The two swans lost in courtship are surrounded by many others – feeding, preening and sailing in state with wings held aloft wide and proud. Occasionally there is a heart-stopping rhythmic sound of outsize wings beating in unison as a group flies low overhead. This is what being out and in amongst wildlife is all about. A splatting of great webbed feet and a track of spray herald more birds running to accelerate along a long runway of water, beating wings, to get up enough speed to take off and transform to smooth poetry in flight. It is just like a line of jumbo jets. The weight of these birds is close to the limits for flight.
The bird hide is a good one, with a nice low viewing window for children… and for wheelchairs. Access to it is a doddle for my Formula One Chariot. For me, its great advantage here is the independence to follow the enticing distances amongst tall reed beds and to stop for ages watching, without needing a push and intruding on my husband’s activity of photography. I am lingering at the high domed nests where swan mothers are perched, cosy on eggs. They do a bit of housework at the same time… multi-tasking females like me… shifting bits of reed stem and pushing soft down feathers around the large eggs.
Manual wheelchairs are available here for visitors at the entrance. My Chariot comes into its own at an outlying nest where the first cygnets of the season have hatched earlier this morning. There are glimpses of gorgeous grey fluff and little black eyes. The proud dad is almost hidden in the reeds just by the nest, until he rears up hissing at a hint of an intruder.
On the way back, I am faced with a protective male blocking the path. I am nervous about upsetting this swan and provoking aggression as his mate is sitting on their nest a few feet away behind a rail and I must go between them. After some consideration and a strategic approach, the quiet wheel motors and manoeuvrability of my Chariot allow me to go round him.
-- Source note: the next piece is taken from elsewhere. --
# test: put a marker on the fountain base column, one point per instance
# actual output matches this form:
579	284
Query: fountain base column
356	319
A few pedestrians are taking photos of the nest; the swan seems unphased by them but his eyes are following me. I take it gingerly – at snail pace and alert to let go the joystick for an abrupt stop. I talk to him gently as I move. I am having to circle within inches of him. But this Chariot can go slow motion and ‘turn on a sixpence’ (pre decimalisation talk!)… my exit is nearly as stately as those two swans.